=Paper=
{{Paper
|id=Vol-1609/16090939
|storemode=property
|title=Author Obfuscation using WordNet and Language Models
|pdfUrl=https://ceur-ws.org/Vol-1609/16090939.pdf
|volume=Vol-1609
|authors=Muharram Mansoorizadeh,Taher Rahgooy,Mohammad Aminian,Mehdy Eskandari
|dblpUrl=https://dblp.org/rec/conf/clef/MansoorizadehRA16
}}
==Author Obfuscation using WordNet and Language Models==
<pdf width="1500px">https://ceur-ws.org/Vol-1609/16090939.pdf</pdf>
<pre>
Author obfuscation using WordNet and language models
           Notebook for PAN at CLEF 2016

Muharram Mansoorizadeh, Taher Rahgooy, Mohammad Aminiyan, Mahdy Eskandari

        Department of Computer engineering, Bu-Ali Sina University, Hamedan, Iran
            mansoorm@basu.ac.ir, taher.rahgooy@gmail.com,
           m.aminiyan@gmail.com, me16eskandari@hotmail.com


       Abstract. As almost all the successful author identification approaches are based
       on the word frequencies, the most obvious way to obfuscate a text is to distort
       those frequencies. In this paper we chose a subset of the most frequent words for
       an author and replace each one with one of their synonyms. In order to select the
       best synonym, we considered two measures: similarity of the original word and
       the synonym, the difference between the scores (probabilities) that are assigned
       to the original and distorted sentences by a language model. By using similarity,
       we aim to select words that are similar to the original word semantically, and by
       using a language model we try to favor word usages that are common.
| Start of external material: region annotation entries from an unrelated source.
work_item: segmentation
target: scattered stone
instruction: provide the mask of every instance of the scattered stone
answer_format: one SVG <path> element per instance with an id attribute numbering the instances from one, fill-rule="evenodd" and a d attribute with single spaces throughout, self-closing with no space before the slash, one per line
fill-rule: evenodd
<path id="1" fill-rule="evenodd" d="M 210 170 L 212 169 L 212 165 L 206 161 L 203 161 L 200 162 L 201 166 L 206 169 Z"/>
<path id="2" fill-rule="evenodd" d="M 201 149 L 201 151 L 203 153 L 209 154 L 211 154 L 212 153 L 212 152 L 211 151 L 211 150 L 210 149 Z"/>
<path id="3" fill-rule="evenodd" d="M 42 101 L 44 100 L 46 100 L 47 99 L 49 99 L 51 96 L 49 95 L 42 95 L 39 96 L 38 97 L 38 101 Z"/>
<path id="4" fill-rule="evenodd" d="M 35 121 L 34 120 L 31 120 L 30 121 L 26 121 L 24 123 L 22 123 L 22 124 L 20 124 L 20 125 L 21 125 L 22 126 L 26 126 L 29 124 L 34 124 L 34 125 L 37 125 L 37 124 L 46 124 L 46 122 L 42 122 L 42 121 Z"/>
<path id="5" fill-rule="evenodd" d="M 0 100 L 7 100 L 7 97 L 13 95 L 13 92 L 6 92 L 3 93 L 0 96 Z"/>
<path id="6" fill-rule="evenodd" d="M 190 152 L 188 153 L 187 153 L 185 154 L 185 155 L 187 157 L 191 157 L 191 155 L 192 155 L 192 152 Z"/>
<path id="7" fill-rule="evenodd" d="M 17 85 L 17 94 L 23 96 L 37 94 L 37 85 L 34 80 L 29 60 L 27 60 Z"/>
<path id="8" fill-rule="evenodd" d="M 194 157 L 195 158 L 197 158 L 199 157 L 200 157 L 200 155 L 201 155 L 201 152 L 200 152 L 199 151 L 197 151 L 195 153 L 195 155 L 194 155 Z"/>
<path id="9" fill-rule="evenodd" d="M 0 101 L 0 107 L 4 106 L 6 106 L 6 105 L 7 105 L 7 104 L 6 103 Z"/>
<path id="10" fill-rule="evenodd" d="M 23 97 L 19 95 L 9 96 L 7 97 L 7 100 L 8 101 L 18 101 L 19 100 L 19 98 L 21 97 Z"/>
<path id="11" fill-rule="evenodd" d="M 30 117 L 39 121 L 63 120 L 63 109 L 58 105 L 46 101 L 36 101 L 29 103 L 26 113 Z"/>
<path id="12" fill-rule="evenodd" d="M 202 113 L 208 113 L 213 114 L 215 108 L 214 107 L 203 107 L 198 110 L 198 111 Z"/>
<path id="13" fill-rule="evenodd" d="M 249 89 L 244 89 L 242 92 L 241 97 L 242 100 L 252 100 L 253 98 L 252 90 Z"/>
       Keywords: author obfuscation, Brown corpus, WordNet, language model


1      Introduction

The author masking task of PAN 2016 is to paraphrase a given document so that its
writing style does not match that of its original author, anymore. The problem consist
of a set of documents written by a specific author and another document of the same
author named “original”. The challenge is to use the information in the provided set of
documents in order to obfuscate the “original” document. In order to response the chal-
lenge we use a five-stage iterative method which is described below.


2      Proposed approach

In the following we describe the steps we took in order to generate an obfuscated text
from the original one.

2.1    Author word usage distribution
In the first stage, we used word frequencies of the training text for the author to estimate
the word usage probability distribution by that author. For this purpose a maximum
likelihood estimate of the word frequencies obtained using NLTK 3.0 toolkit [1]. We
use this distribution to emphasis on words that used frequently by the author. We used
top 200 most frequent words for this purpose.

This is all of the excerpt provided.